Re: A proposal for changing the guidelines

until the user agents and authoring tools are up to speed for a rapid
application environment, i think database driven sites are the answer to
push information.  this would use personalization and content management.
If you want a CSS e-comemrce web site, you get it.  most of your high-end
web sites use these tools.  its the mid-level and mom and pop shops that
cannot not afford these tools.  we are going to need to look at audience
segmentation.

rob


----- Original Message -----
From: Charles McCathieNevile <charles@w3.org>
To: Scott Luebking <phoenixl@netcom.com>
Cc: <w3c-wai-gl@w3.org>
Sent: Sunday, March 12, 2000 10:29 PM
Subject: Re: A proposal for changing the guidelines


> Scott,
>
> The guidelines promote Universal design, rather than targetted design,
> precisely in order to avoid the problem of helping one group at the
expense
> of another. They recognise that there may be situations in which content
is
> created in a way that is not generally accessible, and provide for that
> content to also be provided in a generally accessible format in order to
> claim conformance for that content. Note that this is not the same as a
> text-only version. For example, there are more people with partial vision
> than there are blind people in Australia by several times, and I presume
that
> this is the case elsewhere. Most of these people find images useful to a
> certain extent (if they are properly used, which is a big if) and it is
> possible through good design to use graphics in a way which does not have
> anegative impact on blind users. Such universal design stretegies serve
the
> various communities much better than a couple of groups being targetted
> (prehaps completely blind and completely deaf) and every other group being
> ignored.
>
> The guidelines make no distinction between dynamically and statically
> generated content because they describe requirements so that end-users can
> access content.
>
> If you can provide us with information about access problems that are not
> addressed by the curret guidelines, please do, so we can address them in
> revisions.
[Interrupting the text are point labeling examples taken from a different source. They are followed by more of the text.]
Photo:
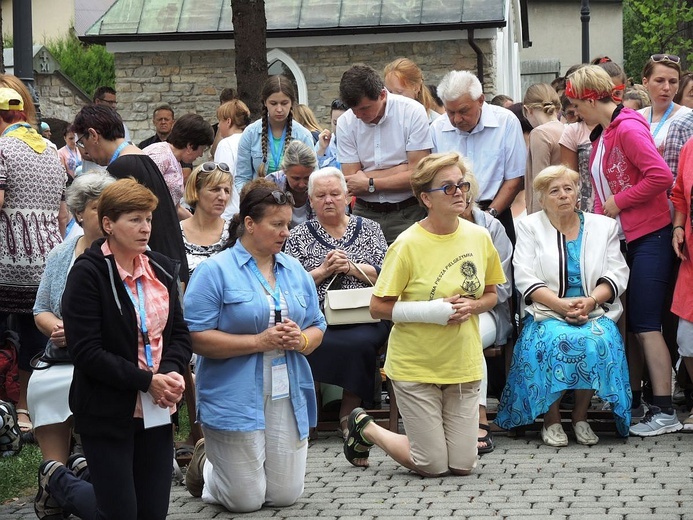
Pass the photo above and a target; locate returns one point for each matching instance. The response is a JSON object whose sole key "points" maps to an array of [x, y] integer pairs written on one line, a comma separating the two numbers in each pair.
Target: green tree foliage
{"points": [[656, 26], [90, 66]]}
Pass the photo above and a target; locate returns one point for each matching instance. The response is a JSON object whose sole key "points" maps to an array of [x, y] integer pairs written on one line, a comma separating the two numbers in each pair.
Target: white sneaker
{"points": [[655, 423]]}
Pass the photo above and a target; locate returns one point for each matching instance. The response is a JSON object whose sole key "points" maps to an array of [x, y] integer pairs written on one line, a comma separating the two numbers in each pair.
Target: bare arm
{"points": [[569, 158], [395, 178]]}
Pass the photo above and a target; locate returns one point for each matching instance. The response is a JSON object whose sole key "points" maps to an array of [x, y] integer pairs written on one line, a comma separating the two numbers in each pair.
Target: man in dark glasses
{"points": [[490, 136]]}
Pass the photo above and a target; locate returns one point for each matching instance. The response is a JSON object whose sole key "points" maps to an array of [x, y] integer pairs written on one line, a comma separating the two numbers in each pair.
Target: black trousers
{"points": [[128, 478]]}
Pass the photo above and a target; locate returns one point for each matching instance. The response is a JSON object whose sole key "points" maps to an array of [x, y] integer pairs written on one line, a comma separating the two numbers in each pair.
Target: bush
{"points": [[89, 66]]}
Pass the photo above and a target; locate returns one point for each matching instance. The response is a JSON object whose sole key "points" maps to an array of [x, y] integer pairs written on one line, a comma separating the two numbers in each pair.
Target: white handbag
{"points": [[349, 306]]}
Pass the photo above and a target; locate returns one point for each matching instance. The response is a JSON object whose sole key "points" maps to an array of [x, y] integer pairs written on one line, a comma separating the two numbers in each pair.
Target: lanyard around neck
{"points": [[274, 293], [661, 121], [143, 319], [277, 150], [116, 154]]}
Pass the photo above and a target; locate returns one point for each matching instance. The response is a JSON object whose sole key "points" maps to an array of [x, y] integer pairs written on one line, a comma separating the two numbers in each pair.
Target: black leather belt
{"points": [[387, 207]]}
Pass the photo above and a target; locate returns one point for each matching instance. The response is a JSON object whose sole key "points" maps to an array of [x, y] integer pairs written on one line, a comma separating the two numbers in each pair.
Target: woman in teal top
{"points": [[254, 316], [262, 145]]}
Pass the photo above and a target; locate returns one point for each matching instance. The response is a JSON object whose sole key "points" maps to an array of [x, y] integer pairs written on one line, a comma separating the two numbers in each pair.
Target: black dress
{"points": [[348, 353], [166, 237]]}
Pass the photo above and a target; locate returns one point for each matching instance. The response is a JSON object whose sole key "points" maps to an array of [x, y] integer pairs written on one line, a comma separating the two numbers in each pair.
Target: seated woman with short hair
{"points": [[570, 302], [353, 248]]}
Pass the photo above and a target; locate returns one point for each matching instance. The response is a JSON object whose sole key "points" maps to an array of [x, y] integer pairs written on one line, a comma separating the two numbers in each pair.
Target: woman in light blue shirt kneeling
{"points": [[253, 314]]}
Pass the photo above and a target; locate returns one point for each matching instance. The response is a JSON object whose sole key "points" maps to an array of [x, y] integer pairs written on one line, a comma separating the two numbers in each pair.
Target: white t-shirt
{"points": [[227, 152], [403, 128]]}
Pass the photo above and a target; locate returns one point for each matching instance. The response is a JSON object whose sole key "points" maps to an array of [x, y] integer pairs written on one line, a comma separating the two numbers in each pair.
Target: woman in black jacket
{"points": [[129, 344]]}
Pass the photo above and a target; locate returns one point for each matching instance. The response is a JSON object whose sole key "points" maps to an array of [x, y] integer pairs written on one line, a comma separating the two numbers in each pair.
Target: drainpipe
{"points": [[479, 56], [23, 47]]}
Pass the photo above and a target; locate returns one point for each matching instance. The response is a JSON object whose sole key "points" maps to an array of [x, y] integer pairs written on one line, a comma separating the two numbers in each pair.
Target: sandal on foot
{"points": [[486, 439], [554, 436], [584, 434], [356, 447], [344, 427], [24, 426]]}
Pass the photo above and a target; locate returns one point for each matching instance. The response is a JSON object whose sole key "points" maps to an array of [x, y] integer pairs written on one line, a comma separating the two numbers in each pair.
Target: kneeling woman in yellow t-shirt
{"points": [[437, 277]]}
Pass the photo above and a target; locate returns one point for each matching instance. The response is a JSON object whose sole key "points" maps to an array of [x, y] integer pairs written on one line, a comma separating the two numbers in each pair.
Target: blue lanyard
{"points": [[116, 154], [143, 320], [13, 127], [274, 293], [277, 151], [662, 121]]}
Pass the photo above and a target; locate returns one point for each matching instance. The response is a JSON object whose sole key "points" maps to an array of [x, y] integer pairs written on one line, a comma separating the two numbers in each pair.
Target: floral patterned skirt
{"points": [[552, 356]]}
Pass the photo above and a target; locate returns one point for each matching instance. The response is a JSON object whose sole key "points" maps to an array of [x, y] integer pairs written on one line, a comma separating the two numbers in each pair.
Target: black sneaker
{"points": [[10, 434], [45, 506], [77, 463]]}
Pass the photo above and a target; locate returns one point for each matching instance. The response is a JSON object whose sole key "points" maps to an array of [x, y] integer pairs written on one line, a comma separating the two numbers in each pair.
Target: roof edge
{"points": [[293, 33]]}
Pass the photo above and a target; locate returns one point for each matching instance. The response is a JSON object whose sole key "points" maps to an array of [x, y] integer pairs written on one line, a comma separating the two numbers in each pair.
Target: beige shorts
{"points": [[442, 423]]}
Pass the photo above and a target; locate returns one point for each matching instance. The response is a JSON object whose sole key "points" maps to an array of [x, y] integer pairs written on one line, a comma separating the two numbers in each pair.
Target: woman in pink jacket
{"points": [[682, 241], [630, 181]]}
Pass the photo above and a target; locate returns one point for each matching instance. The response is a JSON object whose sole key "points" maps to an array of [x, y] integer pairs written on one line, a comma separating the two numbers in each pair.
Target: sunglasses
{"points": [[673, 58], [451, 189], [210, 166], [280, 197]]}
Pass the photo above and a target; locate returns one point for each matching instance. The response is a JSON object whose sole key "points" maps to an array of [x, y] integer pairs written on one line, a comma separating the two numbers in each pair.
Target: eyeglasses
{"points": [[210, 166], [673, 58], [78, 140], [280, 197], [451, 189]]}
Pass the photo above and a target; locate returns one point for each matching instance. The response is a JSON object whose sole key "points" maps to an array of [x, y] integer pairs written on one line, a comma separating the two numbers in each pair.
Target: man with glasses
{"points": [[163, 120], [488, 135], [382, 138]]}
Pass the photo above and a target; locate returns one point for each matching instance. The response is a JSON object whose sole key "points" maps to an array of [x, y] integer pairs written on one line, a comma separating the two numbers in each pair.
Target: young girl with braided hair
{"points": [[262, 145]]}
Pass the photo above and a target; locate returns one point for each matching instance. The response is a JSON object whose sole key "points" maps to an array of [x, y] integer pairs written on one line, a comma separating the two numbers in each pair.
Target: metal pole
{"points": [[23, 47], [585, 18]]}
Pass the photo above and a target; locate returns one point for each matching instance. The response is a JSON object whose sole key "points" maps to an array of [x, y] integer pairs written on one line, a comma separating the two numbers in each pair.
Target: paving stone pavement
{"points": [[628, 479]]}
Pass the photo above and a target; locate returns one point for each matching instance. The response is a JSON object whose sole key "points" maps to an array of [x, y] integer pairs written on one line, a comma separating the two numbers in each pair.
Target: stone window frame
{"points": [[280, 55]]}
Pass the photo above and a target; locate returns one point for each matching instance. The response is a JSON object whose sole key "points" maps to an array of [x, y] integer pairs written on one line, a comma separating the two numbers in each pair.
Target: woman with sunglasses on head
{"points": [[437, 277], [254, 315], [298, 164], [205, 233], [263, 143], [185, 144], [101, 133], [630, 181], [661, 77], [326, 148]]}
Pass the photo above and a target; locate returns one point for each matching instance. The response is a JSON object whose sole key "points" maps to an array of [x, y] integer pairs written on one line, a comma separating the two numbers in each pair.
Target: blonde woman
{"points": [[404, 77], [437, 278]]}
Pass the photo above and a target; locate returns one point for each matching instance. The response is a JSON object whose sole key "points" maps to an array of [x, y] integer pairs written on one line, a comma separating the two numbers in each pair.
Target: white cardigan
{"points": [[541, 258]]}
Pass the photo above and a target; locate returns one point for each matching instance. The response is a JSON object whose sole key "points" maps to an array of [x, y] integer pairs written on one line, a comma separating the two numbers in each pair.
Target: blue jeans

That is why we seek a diverse group of members for the working
> group - no one person is likely to know all the problemfaced by all the
users
> of the web.
>
> Cheers
>
> Charles
>
> On Sun, 12 Mar 2000, Scott Luebking wrote:
> [snip]
>   Your statement about a "user impact matrix" is kind of interesting.
>   Your argument can also be applied to the guidelines.  Don't the
>   guidelines themselves make certain generalizations about particular
>   groups.  For example, I can point out a number of areas of access
>   problems that the guidelines don't address that cause trouble for users.
>   These areas are not generally known because there has been very little
>   research based on observation on what kinds of problems blind users can
>   run into.  By ignoring the problems, the guidelines are assuming they
>   are not issues that affect users very much.